The Thracians were described by Herodotus as the most numerous of peoples, after the Indians, and potentially the most powerful, and he suggested that the extent of the lands they inhabited and controlled would have made them a vast empire, if they were united. The Thracians were broken up into a large number of groups and tribes, though a number of powerful states were organized during some periods, such as the Odrysian kingdom of Thrace and the Dacia of Burebista.
In the Neolithic ages, Thracians inhabited an area from Greece up to the Danube, the northern parts of Asia Minor, Boiotia, and Evoia. Even as far back as the Neolithic age the area of Thracian inhabitance seems to have extended north of the Danube into Romania, Moldova, parts of the Ukraine, and part of Pannonia.
In the 7th millennia B.C., Thracians occupied the area between northern Greece and southern Russia. By the 5th century bc, the Thracian presence was pervasive enough to have made Herodotus call them the second-most numerous people in the known world.
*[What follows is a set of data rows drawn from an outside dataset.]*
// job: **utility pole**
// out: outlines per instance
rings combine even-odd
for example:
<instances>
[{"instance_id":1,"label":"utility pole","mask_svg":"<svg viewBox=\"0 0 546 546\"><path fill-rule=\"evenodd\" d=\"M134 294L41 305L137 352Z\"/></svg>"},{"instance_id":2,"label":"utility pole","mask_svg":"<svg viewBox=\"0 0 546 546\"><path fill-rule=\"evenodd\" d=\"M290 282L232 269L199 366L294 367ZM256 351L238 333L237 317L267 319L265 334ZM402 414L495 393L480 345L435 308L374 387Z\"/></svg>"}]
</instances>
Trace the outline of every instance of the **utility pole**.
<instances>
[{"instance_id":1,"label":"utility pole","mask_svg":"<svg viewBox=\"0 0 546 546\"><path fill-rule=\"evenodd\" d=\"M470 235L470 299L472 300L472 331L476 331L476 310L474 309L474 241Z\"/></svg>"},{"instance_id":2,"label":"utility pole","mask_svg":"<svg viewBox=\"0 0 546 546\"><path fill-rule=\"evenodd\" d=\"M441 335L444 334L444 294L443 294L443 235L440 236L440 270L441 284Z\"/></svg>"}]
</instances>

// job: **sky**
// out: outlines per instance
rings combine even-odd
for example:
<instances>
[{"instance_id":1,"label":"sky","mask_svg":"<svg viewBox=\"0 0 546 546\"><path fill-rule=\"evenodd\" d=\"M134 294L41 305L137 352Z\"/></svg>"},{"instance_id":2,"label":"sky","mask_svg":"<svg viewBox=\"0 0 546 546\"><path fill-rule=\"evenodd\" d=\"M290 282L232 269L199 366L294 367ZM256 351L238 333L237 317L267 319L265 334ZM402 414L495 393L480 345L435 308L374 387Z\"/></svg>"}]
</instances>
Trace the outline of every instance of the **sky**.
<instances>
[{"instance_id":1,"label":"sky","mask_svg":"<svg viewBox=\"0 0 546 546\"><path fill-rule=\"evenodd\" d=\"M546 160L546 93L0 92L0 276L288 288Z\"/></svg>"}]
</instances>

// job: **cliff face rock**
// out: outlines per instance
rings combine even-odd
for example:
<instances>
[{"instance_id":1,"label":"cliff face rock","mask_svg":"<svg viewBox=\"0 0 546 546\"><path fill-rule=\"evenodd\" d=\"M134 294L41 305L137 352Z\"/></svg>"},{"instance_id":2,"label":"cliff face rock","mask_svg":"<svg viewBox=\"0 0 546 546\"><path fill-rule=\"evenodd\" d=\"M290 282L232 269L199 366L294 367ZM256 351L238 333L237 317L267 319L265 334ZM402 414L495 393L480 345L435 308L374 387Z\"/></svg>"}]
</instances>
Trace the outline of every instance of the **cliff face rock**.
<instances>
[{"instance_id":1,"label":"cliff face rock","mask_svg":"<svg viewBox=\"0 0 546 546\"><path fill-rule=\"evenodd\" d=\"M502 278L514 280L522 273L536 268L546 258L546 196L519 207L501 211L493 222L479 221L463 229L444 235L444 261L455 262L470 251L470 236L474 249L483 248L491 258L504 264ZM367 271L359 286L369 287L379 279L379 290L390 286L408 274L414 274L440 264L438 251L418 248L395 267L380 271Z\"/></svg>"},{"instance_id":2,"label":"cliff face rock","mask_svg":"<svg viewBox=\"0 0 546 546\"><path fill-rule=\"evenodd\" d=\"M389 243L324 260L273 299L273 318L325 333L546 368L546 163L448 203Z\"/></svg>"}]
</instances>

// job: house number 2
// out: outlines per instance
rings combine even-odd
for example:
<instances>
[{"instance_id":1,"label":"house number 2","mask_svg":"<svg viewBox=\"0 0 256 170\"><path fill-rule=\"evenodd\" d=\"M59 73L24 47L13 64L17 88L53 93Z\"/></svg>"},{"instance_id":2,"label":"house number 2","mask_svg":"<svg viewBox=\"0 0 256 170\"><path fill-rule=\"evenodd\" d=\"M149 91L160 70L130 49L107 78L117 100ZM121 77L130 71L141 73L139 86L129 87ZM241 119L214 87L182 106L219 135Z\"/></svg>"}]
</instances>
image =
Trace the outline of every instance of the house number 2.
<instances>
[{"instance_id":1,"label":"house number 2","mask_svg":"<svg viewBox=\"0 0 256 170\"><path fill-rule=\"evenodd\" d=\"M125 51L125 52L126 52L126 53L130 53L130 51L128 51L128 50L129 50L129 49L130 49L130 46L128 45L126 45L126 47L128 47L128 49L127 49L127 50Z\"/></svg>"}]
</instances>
In the Iliad, the Thracians agreed to fight on the side of the Mycenaean Greeks in the Trojan War. According to Homer, the Thracians did not fulfill this promise. In the Odyssey, Odysseus and his men raided Thrace on their way back home from the war. This was to punish them for their "cowardice", as the Odyssey puts it. The actual reason why the Thracians declined to join the campaign is unknown (perhaps economic reasons, perhaps subsequent alliances).
- Dacians: see List of Dacian tribes
- Odrysian kingdom (a tribal union)
- Burebista was a king of Dacia between 70 BC-44 BC who united under his rule Thracians in a large teritory, from today's Moravia in the West, to the Bug river (Ukraine) in the East, and from Northern Carpathians to Southern Dionysopolis .
- Orpheus, in Greek legend, was the chief representative of the art of song and playing the lyre, and of great importance in the religious history of Greece.
- Spartacus was a Thracian enslaved by the Romans, who led a large slave uprising in what is now Italy in (73 - 71 B.C.). His army of escaped gladiators and slaves defeated several Roman legions in what is known as the Third Servile War.